Glasgow City Council is considering asking commercial groups holding exercise classes in public green spaces to pay for a permit.
A council spokesman told the Evening Times that Glasgow Life, which runs a jogging network and other outdoor classes, would be expected to pay like other groups using parks such as Kelvingrove.
It is understood the council is keen to recoup as much money as possible from use of the city's green spaces.
However, Glasgow Life, which manages the parks, said it "didn't expect any impact" on coach-led services if a fee system is introduced.
The council has written to fitness instructors in the city and said two had come back saying they would be happy to pay a fee.
At least three local authorities in Scotland - East Renfrewshire, East Lothian and North Lanarkshire - are asking commercial groups holding exercise classes in parks to apply and pay for a permit.
In East Renfrewshire and North Lanarkshire, fees depend on the number of participants and sessions.
East Lothian charges £6.70 an hour, £25.60 for up to four hours and £50 for a full day.
A spokesman for Glasgow City Council stressed discussions were at a "very early stage".
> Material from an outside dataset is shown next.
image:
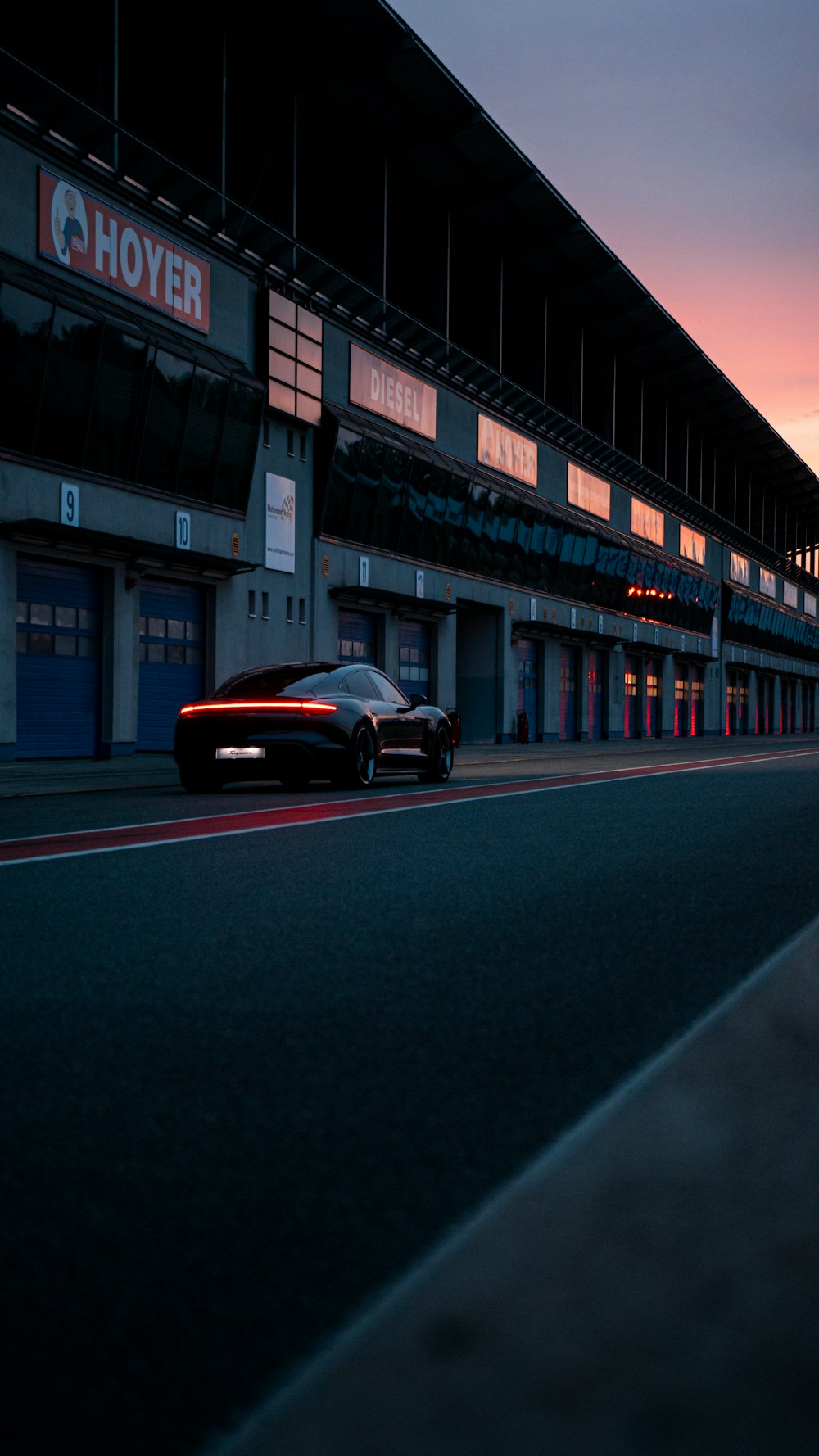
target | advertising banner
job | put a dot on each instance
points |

The move has been welcomed by some industry experts, who claim it will prevent "cowboys" from setting up exercise classes with little training.
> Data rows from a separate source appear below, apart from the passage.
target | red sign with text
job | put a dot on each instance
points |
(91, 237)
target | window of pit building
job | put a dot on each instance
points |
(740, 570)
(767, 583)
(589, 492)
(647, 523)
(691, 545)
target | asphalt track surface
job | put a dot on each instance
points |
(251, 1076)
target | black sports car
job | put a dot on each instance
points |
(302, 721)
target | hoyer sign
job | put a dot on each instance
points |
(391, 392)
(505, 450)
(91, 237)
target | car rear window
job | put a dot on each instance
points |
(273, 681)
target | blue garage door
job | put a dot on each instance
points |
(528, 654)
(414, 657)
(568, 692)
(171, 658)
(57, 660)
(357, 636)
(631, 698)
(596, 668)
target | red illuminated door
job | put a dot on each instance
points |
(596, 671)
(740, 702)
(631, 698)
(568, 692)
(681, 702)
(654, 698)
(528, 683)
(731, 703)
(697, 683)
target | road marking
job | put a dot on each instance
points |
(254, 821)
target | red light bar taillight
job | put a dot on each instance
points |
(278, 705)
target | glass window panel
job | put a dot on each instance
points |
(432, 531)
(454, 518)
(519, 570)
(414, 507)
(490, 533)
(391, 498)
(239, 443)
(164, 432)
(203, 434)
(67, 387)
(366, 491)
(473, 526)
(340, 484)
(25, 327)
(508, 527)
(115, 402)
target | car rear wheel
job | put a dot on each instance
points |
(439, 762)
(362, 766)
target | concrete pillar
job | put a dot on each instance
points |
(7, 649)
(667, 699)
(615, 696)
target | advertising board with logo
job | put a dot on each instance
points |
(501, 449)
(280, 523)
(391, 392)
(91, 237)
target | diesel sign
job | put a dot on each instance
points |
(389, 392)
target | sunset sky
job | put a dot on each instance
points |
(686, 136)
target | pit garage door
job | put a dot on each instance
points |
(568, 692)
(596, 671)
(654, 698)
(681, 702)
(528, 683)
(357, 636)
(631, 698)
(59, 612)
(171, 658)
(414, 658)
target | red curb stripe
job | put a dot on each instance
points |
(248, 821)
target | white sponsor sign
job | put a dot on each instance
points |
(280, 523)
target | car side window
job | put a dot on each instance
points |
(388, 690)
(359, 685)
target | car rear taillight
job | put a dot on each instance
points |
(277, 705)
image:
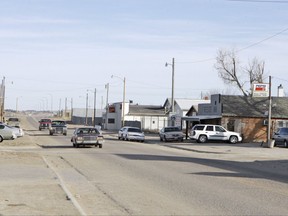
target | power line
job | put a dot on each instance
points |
(259, 1)
(239, 50)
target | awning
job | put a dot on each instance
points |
(200, 117)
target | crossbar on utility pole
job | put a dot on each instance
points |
(269, 112)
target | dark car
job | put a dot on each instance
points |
(171, 133)
(44, 124)
(281, 137)
(87, 136)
But others have questioned how councils can police the scheme, and one instructor said they feared the charges were too high for small businesses.
A spokesman for Glasgow Life said: "A number of our programmes use parks.
"Discussions remain at an early stage, but we don't expect any impact on our coach-led services."
The outdoor fitness industry has gone through a boom in recent years and almost every park now hosts exercise boot camps, circuit classes and running groups.
Councils say the permits let them control the number of groups using parks and ensure instructors are trained and insured.
A spokesman for Glasgow City Council said: "We don't have a charging policy for exercise classes in parks.
"However, we would ask that anyone leading a class to act with consideration to other park users."
The council has also hiked prices for events in George Square which involve more than 2000 people.
All commercial operators can expect to pay, while charities and the council's own family of arm's-length companies get discounts.